In a scene from the 2005 documentary, standing in a London church, Deborah tells Clive about one of the last concerts he performed before the illness stole his memory: “It was so moving that everyone was in tears. That’s how good of a musical director you were.” 


At this, Clive is filled with emotion. Though he cannot remember the scene, or even the name of the woman describing it to him, he sensed her compassion.  “I’m amazed that you would say that,” he said. “I can’t think that.” 

“You were marvelous. You still are marvelous,” she replied and kissed him on the cheek. 

Where, in the entire modern arsenal of materialist evolution, self-help, and expressive individualism is love like that to be found? Much less explained. Each of these dominant theories that claim to explain so much only turns the search for love and purpose inward.
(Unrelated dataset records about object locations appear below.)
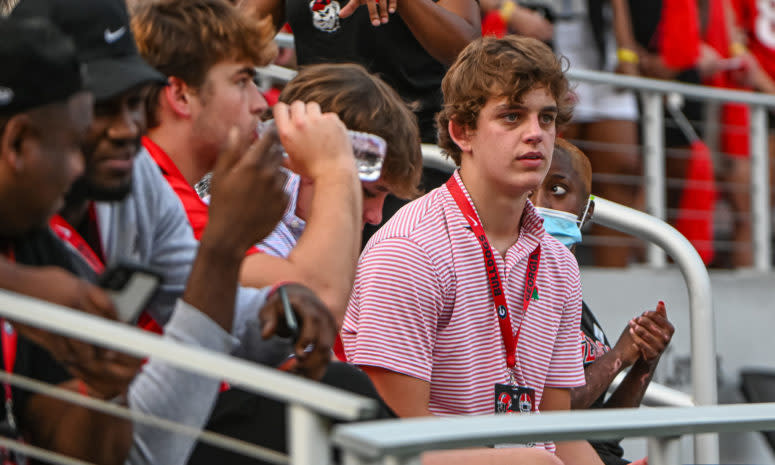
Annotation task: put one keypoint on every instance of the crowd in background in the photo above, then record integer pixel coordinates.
(110, 115)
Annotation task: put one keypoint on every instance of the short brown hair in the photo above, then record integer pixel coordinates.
(365, 103)
(186, 38)
(490, 67)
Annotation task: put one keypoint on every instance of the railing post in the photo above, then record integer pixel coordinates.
(665, 451)
(308, 441)
(654, 166)
(760, 189)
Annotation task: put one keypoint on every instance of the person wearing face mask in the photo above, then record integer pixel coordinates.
(564, 202)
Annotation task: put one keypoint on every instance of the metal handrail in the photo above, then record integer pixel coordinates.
(309, 401)
(653, 91)
(400, 441)
(276, 384)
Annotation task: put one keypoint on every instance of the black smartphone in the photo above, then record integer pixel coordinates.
(131, 286)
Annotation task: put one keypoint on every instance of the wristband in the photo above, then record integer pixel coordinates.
(277, 286)
(737, 49)
(625, 55)
(507, 10)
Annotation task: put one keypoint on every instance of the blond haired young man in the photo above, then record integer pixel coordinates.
(462, 304)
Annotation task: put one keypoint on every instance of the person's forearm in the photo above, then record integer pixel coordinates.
(599, 376)
(763, 83)
(443, 33)
(77, 431)
(577, 453)
(623, 25)
(630, 393)
(212, 285)
(259, 9)
(327, 252)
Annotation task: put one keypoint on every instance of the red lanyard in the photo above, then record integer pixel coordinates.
(67, 233)
(493, 277)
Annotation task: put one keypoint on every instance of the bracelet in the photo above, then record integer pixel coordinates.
(625, 55)
(737, 49)
(507, 10)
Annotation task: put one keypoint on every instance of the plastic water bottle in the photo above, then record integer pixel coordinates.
(369, 149)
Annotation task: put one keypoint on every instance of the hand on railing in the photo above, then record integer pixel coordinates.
(378, 11)
(106, 372)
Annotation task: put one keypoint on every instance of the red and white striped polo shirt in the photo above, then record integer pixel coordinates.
(421, 306)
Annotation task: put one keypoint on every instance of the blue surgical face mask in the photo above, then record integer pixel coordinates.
(563, 226)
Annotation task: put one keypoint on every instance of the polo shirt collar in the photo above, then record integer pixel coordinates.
(167, 166)
(531, 230)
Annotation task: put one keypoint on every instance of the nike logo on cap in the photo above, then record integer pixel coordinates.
(112, 36)
(6, 96)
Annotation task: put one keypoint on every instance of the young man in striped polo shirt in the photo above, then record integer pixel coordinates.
(462, 304)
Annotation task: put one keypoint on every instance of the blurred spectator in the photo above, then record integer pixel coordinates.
(743, 33)
(670, 46)
(566, 189)
(448, 266)
(595, 35)
(408, 43)
(501, 17)
(44, 114)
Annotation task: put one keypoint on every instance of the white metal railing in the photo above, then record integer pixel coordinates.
(310, 403)
(398, 442)
(653, 92)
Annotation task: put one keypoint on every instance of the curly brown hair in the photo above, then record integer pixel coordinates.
(366, 103)
(493, 68)
(186, 38)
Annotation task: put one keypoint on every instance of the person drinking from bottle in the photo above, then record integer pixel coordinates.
(462, 303)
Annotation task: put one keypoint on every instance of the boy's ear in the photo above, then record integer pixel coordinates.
(12, 141)
(177, 96)
(461, 135)
(588, 217)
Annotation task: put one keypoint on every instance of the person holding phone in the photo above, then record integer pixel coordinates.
(563, 200)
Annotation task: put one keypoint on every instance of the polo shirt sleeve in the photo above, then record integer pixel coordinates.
(392, 316)
(566, 369)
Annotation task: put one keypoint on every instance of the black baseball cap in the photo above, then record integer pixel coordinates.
(103, 39)
(38, 65)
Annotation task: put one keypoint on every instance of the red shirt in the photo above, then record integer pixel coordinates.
(196, 210)
(757, 19)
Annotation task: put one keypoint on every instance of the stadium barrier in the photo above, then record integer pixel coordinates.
(311, 404)
(400, 442)
(653, 93)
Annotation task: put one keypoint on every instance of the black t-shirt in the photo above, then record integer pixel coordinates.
(594, 345)
(389, 50)
(38, 249)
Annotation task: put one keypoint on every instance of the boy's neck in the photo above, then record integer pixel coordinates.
(500, 213)
(180, 151)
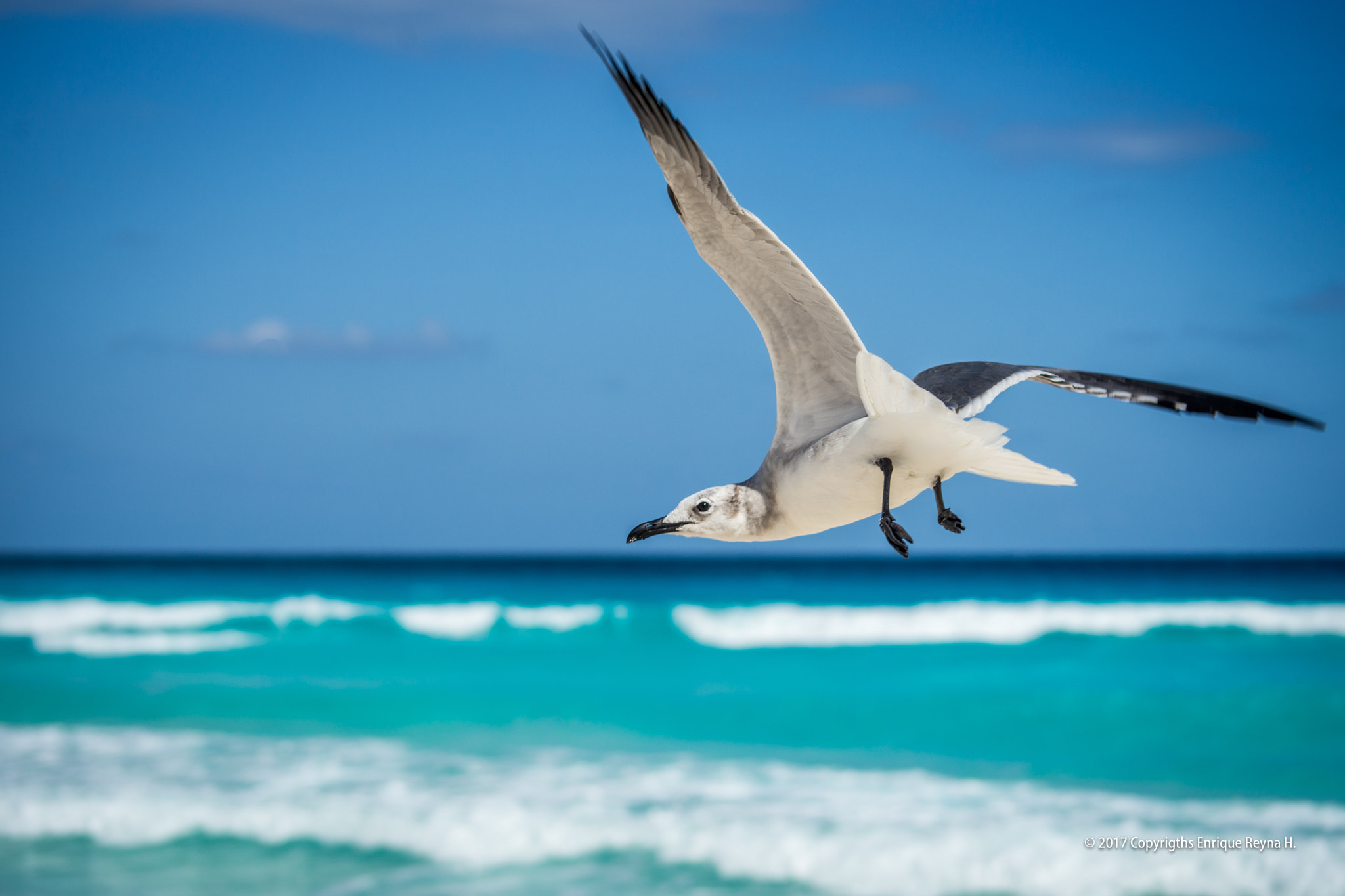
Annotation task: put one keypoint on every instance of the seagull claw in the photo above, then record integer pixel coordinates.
(898, 536)
(951, 522)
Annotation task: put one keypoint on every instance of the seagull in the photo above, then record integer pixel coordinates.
(853, 436)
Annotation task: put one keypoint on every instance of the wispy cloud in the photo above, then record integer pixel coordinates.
(271, 336)
(1118, 144)
(413, 22)
(876, 93)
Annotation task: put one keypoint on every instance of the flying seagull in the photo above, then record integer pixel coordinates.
(853, 437)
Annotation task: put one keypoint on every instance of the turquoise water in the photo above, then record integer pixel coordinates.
(603, 727)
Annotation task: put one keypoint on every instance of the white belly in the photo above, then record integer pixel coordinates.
(835, 481)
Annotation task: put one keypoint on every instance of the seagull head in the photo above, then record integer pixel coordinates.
(724, 512)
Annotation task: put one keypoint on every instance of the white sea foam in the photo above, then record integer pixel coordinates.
(790, 625)
(315, 609)
(556, 618)
(97, 628)
(850, 832)
(131, 644)
(454, 621)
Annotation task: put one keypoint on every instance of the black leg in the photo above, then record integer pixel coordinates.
(898, 538)
(947, 519)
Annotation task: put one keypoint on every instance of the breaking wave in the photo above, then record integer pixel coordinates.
(852, 832)
(790, 625)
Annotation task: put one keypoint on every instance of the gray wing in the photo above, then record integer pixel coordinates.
(969, 387)
(811, 343)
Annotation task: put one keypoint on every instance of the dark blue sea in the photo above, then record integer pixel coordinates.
(350, 727)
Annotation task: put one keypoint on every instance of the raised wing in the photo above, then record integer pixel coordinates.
(969, 387)
(811, 343)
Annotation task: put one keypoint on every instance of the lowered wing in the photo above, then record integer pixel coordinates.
(811, 343)
(967, 389)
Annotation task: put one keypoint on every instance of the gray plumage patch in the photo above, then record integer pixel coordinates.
(959, 386)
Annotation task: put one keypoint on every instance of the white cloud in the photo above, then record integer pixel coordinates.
(272, 336)
(413, 22)
(1122, 144)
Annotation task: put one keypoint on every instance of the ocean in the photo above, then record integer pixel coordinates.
(583, 726)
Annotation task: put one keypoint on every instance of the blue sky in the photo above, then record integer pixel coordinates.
(320, 277)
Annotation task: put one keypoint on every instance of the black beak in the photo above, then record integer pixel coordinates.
(653, 527)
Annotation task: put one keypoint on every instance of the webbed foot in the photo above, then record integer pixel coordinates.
(898, 536)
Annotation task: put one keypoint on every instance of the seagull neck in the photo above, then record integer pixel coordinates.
(758, 503)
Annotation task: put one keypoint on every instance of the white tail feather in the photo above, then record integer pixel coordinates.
(1002, 464)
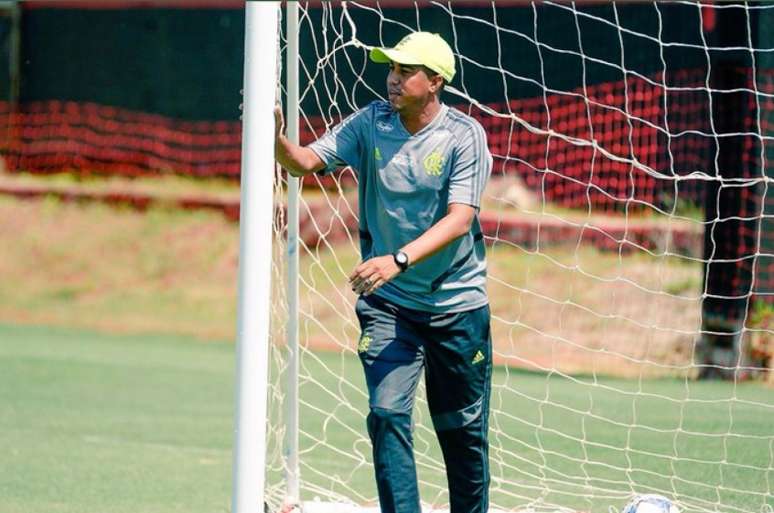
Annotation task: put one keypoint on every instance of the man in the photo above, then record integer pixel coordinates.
(421, 167)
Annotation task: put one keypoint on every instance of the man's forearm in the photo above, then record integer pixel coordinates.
(453, 225)
(298, 160)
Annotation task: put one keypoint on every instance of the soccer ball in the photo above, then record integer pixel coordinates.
(650, 503)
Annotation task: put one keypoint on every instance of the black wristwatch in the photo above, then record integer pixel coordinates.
(401, 260)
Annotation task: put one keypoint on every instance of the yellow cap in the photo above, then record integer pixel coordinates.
(423, 48)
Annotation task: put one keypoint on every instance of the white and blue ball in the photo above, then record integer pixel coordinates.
(650, 503)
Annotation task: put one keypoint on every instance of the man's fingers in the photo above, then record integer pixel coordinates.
(375, 285)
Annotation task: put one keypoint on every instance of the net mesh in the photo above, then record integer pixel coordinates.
(626, 223)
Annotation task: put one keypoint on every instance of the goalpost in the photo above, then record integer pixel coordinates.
(629, 257)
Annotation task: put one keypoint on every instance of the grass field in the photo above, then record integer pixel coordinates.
(117, 374)
(93, 422)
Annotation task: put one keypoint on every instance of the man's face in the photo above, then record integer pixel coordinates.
(409, 85)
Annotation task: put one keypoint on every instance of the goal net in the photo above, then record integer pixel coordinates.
(630, 255)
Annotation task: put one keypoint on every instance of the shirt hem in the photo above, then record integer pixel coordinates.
(466, 307)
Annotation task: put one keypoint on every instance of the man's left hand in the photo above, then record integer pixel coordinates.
(372, 274)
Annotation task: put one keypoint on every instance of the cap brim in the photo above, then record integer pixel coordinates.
(385, 55)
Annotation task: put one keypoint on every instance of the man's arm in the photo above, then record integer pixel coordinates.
(375, 272)
(298, 160)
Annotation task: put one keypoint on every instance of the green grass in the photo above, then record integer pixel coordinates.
(92, 422)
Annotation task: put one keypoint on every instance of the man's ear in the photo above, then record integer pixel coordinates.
(437, 83)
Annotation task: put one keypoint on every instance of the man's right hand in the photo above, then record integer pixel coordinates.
(279, 122)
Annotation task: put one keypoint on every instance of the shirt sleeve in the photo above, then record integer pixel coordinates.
(343, 144)
(471, 168)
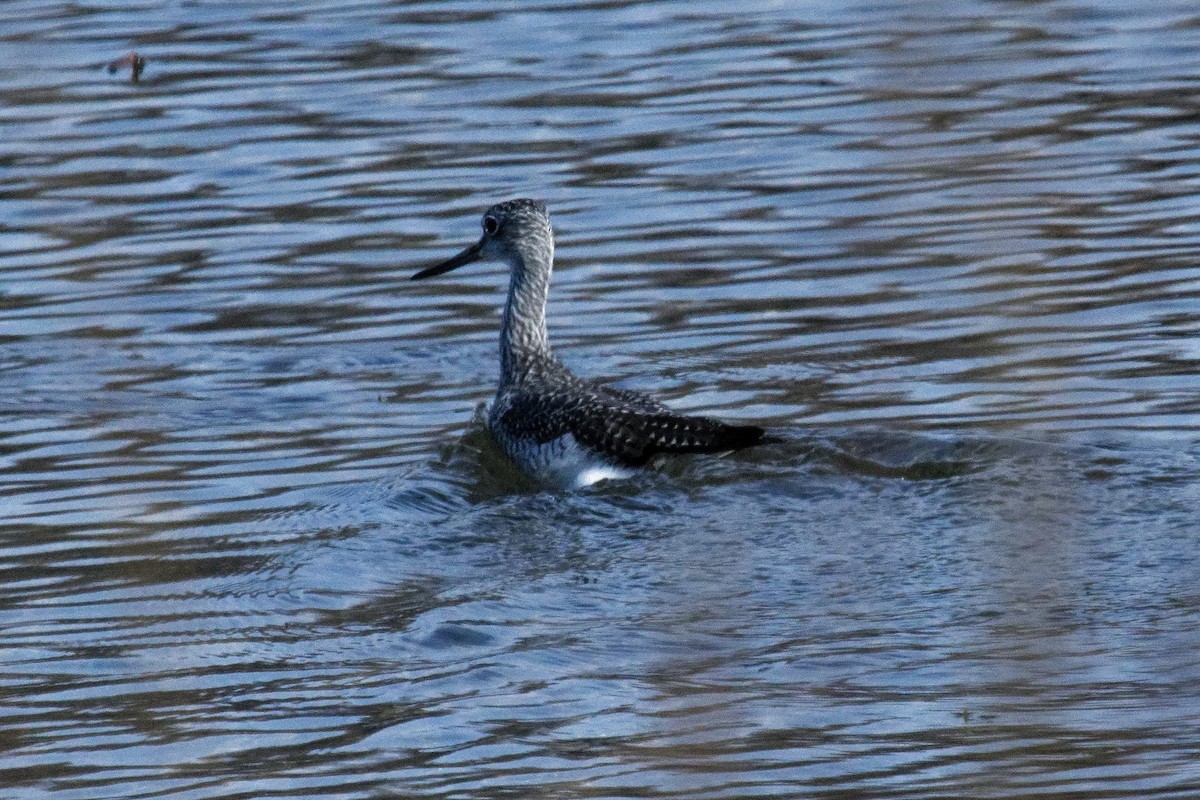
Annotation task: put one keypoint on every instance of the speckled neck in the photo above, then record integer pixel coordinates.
(523, 342)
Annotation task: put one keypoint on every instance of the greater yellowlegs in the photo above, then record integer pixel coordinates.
(559, 428)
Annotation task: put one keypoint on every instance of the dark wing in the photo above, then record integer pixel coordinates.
(628, 427)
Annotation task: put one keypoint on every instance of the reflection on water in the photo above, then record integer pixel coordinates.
(256, 542)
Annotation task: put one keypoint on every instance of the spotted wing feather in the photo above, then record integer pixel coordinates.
(627, 427)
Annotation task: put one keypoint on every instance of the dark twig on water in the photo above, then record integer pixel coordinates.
(132, 60)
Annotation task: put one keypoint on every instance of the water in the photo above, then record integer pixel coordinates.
(257, 543)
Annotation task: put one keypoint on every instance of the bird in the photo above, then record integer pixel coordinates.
(562, 429)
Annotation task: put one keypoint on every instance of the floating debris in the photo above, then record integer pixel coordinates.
(132, 60)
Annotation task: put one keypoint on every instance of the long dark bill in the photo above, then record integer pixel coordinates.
(466, 257)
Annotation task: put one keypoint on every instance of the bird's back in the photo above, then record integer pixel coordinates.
(555, 423)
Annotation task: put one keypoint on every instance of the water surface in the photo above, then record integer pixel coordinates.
(256, 542)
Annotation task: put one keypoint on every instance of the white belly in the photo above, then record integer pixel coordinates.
(564, 463)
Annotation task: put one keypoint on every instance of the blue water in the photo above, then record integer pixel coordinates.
(256, 541)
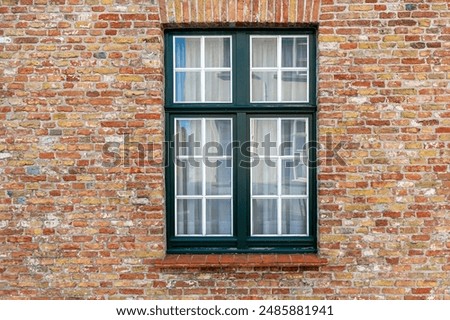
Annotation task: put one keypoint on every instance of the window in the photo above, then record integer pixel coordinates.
(240, 126)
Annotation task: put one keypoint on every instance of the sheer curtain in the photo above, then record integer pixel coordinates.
(215, 67)
(266, 69)
(279, 195)
(204, 187)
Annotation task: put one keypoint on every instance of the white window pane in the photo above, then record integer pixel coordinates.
(264, 135)
(264, 86)
(294, 53)
(293, 137)
(218, 177)
(264, 178)
(294, 176)
(218, 86)
(189, 177)
(218, 216)
(264, 52)
(187, 86)
(187, 52)
(217, 52)
(218, 137)
(264, 216)
(188, 137)
(189, 217)
(293, 219)
(294, 86)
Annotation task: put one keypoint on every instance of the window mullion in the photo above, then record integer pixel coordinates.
(279, 178)
(203, 138)
(279, 69)
(202, 65)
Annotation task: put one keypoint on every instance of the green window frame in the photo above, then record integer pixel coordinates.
(242, 116)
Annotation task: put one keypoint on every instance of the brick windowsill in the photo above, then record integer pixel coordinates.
(182, 261)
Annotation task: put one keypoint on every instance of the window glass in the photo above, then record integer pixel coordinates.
(203, 176)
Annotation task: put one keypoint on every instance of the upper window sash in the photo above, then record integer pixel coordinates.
(202, 69)
(279, 68)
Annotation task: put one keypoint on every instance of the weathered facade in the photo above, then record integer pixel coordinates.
(76, 75)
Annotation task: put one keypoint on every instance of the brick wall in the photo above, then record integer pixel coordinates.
(76, 75)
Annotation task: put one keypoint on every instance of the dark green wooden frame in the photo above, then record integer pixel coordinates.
(240, 110)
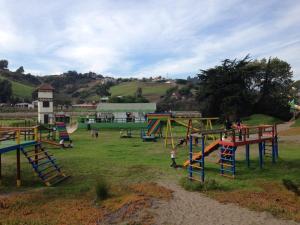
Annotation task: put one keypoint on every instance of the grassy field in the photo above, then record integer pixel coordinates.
(151, 90)
(258, 119)
(126, 162)
(21, 90)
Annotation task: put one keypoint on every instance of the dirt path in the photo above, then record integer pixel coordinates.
(193, 208)
(72, 128)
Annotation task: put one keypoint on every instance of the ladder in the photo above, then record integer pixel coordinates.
(227, 161)
(44, 164)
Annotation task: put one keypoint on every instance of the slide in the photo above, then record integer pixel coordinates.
(50, 142)
(294, 106)
(208, 149)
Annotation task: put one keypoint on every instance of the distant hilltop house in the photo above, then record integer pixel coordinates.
(24, 105)
(124, 112)
(84, 106)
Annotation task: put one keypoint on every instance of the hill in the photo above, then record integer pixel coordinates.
(151, 90)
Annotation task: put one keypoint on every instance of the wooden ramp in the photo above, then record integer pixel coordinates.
(209, 149)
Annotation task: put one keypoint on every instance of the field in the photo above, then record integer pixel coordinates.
(130, 166)
(151, 90)
(21, 90)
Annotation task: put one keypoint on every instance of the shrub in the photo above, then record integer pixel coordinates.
(102, 189)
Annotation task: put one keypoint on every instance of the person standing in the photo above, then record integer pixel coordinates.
(173, 157)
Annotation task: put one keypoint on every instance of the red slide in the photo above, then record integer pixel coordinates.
(209, 149)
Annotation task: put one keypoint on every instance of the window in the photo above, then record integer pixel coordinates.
(46, 104)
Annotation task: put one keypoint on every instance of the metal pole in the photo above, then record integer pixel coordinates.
(191, 157)
(18, 168)
(248, 155)
(0, 169)
(260, 148)
(202, 159)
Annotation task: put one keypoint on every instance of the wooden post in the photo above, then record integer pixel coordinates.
(0, 169)
(18, 168)
(248, 155)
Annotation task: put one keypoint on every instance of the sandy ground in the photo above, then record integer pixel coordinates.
(193, 208)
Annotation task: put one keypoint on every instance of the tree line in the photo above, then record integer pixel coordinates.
(238, 88)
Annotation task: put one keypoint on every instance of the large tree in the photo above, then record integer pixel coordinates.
(273, 82)
(240, 87)
(224, 90)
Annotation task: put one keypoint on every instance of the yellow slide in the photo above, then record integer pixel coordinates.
(209, 149)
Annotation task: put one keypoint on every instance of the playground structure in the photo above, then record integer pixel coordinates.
(156, 121)
(26, 140)
(127, 133)
(53, 134)
(265, 136)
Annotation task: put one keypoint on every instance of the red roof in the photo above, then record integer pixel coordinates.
(45, 87)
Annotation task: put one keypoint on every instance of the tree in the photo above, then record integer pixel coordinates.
(241, 87)
(3, 64)
(20, 70)
(5, 91)
(274, 82)
(223, 90)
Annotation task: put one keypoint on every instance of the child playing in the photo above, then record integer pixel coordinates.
(173, 156)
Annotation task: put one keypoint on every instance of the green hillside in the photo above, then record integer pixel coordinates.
(20, 90)
(151, 90)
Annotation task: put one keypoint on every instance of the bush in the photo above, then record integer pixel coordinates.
(102, 189)
(208, 185)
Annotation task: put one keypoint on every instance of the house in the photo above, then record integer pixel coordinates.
(84, 106)
(124, 112)
(45, 104)
(24, 105)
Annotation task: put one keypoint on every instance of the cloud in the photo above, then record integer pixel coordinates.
(145, 38)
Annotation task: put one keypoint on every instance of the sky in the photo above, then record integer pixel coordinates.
(134, 38)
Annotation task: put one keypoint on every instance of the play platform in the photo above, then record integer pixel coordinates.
(25, 140)
(265, 136)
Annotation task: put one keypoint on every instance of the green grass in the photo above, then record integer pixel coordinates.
(258, 119)
(151, 90)
(125, 161)
(20, 90)
(131, 160)
(297, 123)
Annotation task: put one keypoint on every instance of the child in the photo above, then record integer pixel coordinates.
(62, 143)
(70, 144)
(173, 156)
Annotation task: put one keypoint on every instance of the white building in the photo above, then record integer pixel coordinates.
(124, 112)
(45, 104)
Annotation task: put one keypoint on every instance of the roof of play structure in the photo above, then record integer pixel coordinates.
(126, 107)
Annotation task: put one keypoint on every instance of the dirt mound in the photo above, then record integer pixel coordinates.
(128, 204)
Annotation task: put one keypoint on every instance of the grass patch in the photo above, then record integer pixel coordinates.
(151, 90)
(207, 185)
(259, 119)
(102, 189)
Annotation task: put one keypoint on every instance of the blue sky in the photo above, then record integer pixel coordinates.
(145, 38)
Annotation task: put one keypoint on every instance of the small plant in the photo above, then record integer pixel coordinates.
(291, 186)
(102, 189)
(208, 185)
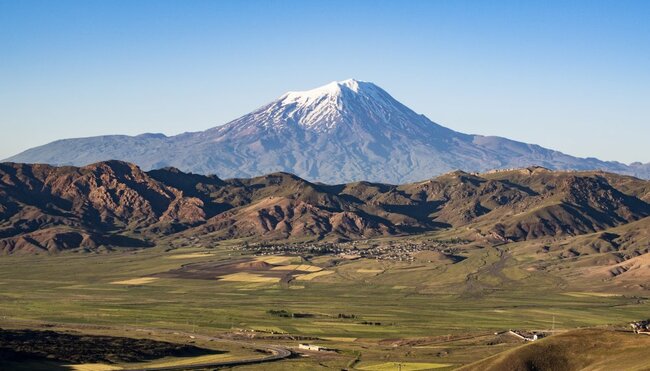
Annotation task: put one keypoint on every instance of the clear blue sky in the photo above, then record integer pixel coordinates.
(569, 75)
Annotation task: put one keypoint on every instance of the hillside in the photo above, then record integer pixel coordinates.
(115, 204)
(592, 349)
(337, 133)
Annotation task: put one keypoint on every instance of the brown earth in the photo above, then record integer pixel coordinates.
(114, 204)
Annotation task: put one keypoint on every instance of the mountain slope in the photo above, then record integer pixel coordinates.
(116, 204)
(341, 132)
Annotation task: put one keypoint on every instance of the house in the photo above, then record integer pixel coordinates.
(525, 335)
(314, 348)
(641, 327)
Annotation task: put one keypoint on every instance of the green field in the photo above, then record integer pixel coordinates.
(371, 311)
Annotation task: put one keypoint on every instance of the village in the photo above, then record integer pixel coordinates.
(391, 251)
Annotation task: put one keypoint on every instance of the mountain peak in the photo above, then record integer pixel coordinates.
(334, 89)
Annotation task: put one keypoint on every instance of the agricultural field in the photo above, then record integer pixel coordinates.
(431, 313)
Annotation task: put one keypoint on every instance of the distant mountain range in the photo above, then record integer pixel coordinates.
(341, 132)
(114, 204)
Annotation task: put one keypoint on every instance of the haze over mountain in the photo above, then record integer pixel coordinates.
(341, 132)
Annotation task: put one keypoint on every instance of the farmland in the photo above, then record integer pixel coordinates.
(430, 310)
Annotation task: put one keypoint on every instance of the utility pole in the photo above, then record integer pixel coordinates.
(553, 323)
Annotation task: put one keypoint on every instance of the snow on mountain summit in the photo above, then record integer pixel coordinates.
(324, 109)
(339, 132)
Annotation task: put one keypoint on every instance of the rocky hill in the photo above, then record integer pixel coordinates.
(117, 205)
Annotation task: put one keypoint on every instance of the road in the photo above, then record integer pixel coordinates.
(275, 352)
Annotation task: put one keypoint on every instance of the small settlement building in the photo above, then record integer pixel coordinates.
(312, 347)
(641, 327)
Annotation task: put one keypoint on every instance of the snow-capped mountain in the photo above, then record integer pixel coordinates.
(340, 132)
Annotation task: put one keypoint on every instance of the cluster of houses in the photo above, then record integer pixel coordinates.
(525, 335)
(314, 348)
(641, 327)
(394, 251)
In the end, as Augustine described, these eternal values become incurvatus in se, destructively turned in on themselves—no help in the face of serious struggle. 

True love, like what Deborah offers Clive, dignifies the other. It’s turned outward. Though he doesn’t recall her visits, when asked what he wants to do after Deborah leaves, Clive answers: “A gin and tonic I think, and a cigarette. Waiting for time to elude and disappear. And her arrival.”